Out-Law News | 31 Jul 2014 | 12:28 pm | 1 min. read
Under the proposals, outlined in a consultation paper published by MAS (8-page / 256 KB PDF), the manipulation of any financial benchmark in Singapore would be considered a criminal offence.
MAS assistant managing director Lee Boon Ngiap said: “Financial benchmarks play an important role in the functioning of the financial system. The proposed regulatory framework will deter manipulation of financial benchmarks and enhance the integrity of benchmarks set in Singapore.”
The proposals follow a consultation period in 2013 and would make the manipulation of any financial benchmark in Singapore liable to criminal and civil sanctions under the Securities and Futures Act (SFA). MAS said this will apply “to acts of manipulation occurring within Singapore and in respect of financial benchmarks administered in Singapore”.
The proposals would give MAS powers to direct persons, including financial institutions, to provide information in relation to designated benchmarks.
MAS said: “While we hold the view that the setting of financial benchmarks should be industry-led and that voluntary contribution is preferred, the powers are intended to be exercised should the need arise to ensure market functionality.”
In addition, administrators and submitters of financial benchmarks designated by MAS would be subject to regulation, including licensing requirements. MAS said it will designate key financial benchmarks, “based on their systemic importance and susceptibility to manipulation”. Initially, MAS intends to designate the Singapore Interbank Offered Rate (SIBOR) and Swap Offered Rate (SOR) as key benchmarks.
In the consultation paper MAS said it noted that “the international regulatory landscape towards financial benchmarks is evolving, and there is a potential that other jurisdictions may impose accompanying extra-territorial requirements on benchmark administrators in Singapore whose financial benchmarks are used in the respective overseas jurisdictions”.

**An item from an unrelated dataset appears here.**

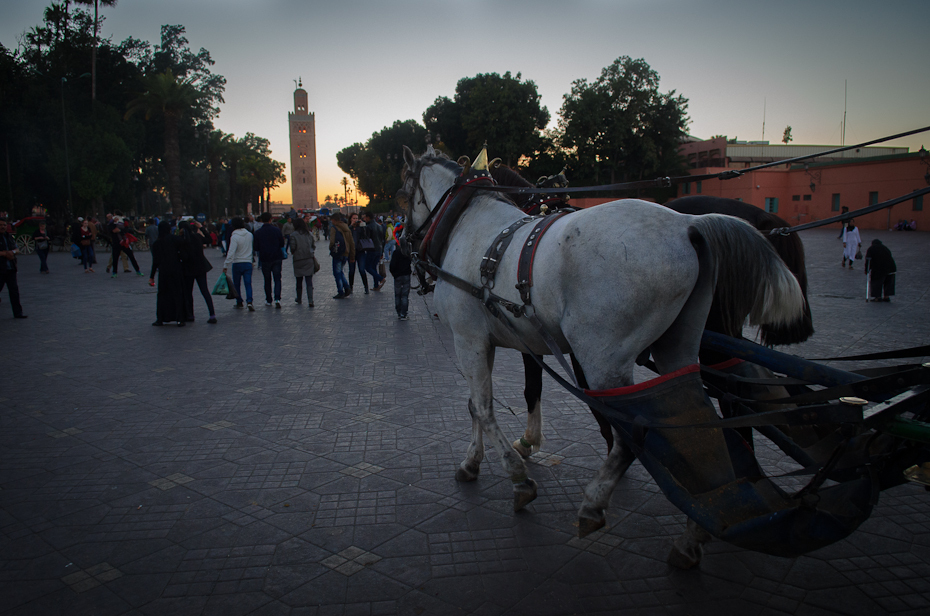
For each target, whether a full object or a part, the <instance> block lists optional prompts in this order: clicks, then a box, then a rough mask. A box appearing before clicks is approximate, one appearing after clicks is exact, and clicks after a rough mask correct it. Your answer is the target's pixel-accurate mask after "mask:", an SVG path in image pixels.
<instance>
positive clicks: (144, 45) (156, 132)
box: [0, 0, 284, 218]
mask: <svg viewBox="0 0 930 616" xmlns="http://www.w3.org/2000/svg"><path fill="white" fill-rule="evenodd" d="M78 4H84V5H89V6H91V7H92V8H91V9H89V10H88V9H84V8H81V7H79V6H76V5H78ZM115 4H116V2H115V1H114V0H97V1H96V2H95V0H64V1H62V2H52V3H51V4H50V5H49V6H48V8H46V10H45V13H44V18H43V21H42V23H41V24H39V25H37V26H35V27H33V28H30V29H29V30H27V31H26V32H25V33H24V35H23V37H22V39H21V43H20V44H19V45H18V46H17V47H14V48H13V49H10V48H7V47H5V46H3V45H2V44H0V157H2V158H3V159H4V160H3V168H4V173H2V174H0V209H2V210H7V211H9V212H10V213H11V215H13V216H14V217H21V216H25V215H27V214H28V213H29V211H30V209H31V208H32V207H33V206H36V205H40V204H41V205H44V206H45V207H46V208H48V210H49V213H50V214H51V215H52V216H53V217H55V218H65V217H71V216H78V215H88V214H97V215H102V214H103V212H105V211H109V210H112V209H120V210H122V211H124V212H126V213H130V212H134V213H136V214H140V215H154V214H163V213H164V212H166V211H167V210H168V209H172V210H173V211H174V212H175V213H176V214H177V213H195V212H210V213H211V215H219V214H223V213H224V211H228V212H229V213H230V214H232V213H239V212H242V211H244V209H245V208H246V207H247V204H249V203H251V204H252V208H253V209H257V208H259V207H263V206H264V204H267V201H268V198H267V196H265V194H264V193H266V192H267V191H268V190H270V188H272V187H274V186H276V185H278V184H280V183H282V182H283V181H284V174H283V165H282V164H281V163H278V162H277V161H274V160H272V159H271V157H270V154H271V151H270V149H269V147H268V141H267V140H264V139H262V138H261V137H257V136H255V135H253V134H251V133H249V134H247V135H246V137H244V138H242V139H236V138H235V136H233V135H226V134H224V133H222V132H221V131H216V130H215V128H214V126H213V120H214V119H215V118H216V117H217V115H218V114H219V112H220V106H221V105H222V103H223V102H224V100H223V95H224V91H225V85H226V79H225V78H224V77H223V76H222V75H217V74H215V73H213V72H212V66H213V64H214V62H213V59H212V57H211V56H210V52H208V51H207V50H205V49H203V48H201V49H199V50H198V51H194V50H193V49H191V48H190V45H189V42H188V40H187V38H186V36H185V29H184V27H183V26H180V25H165V26H162V29H161V38H160V41H159V42H158V44H156V45H152V44H151V43H148V42H146V41H143V40H139V39H136V38H131V37H130V38H128V39H126V40H124V41H122V42H120V43H116V42H114V41H112V40H110V39H108V38H101V37H100V36H99V24H100V23H101V22H102V20H103V16H102V15H99V14H98V15H97V16H96V17H95V12H96V11H98V9H99V8H100V7H107V6H114V5H115ZM117 10H118V9H117ZM94 89H95V90H96V96H95V97H92V91H93V90H94ZM243 163H245V164H243ZM69 177H70V191H69V181H68V179H69Z"/></svg>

MAS said: “This may have business continuity implications on some benchmark administrators which administer financial benchmarks that are used across national boundaries from their Singapore offices". MAS is asking for views on whether there are other types of financial benchmarks, apart from those it proposes to designate, “whose administrators may benefit from a separate voluntary registration regime with MAS, so as to facilitate them to continue their Singapore operations.”
In a separate consultation paper published earlier this month, MAS said it aimed to set up a “complexity-risk framework” to help investors “gauge the riskiness” of investment products. MAS said the move was designed to strengthen Singapore’s regulatory framework for safeguarding investors’ interests in the aftermath of the global financial crisis.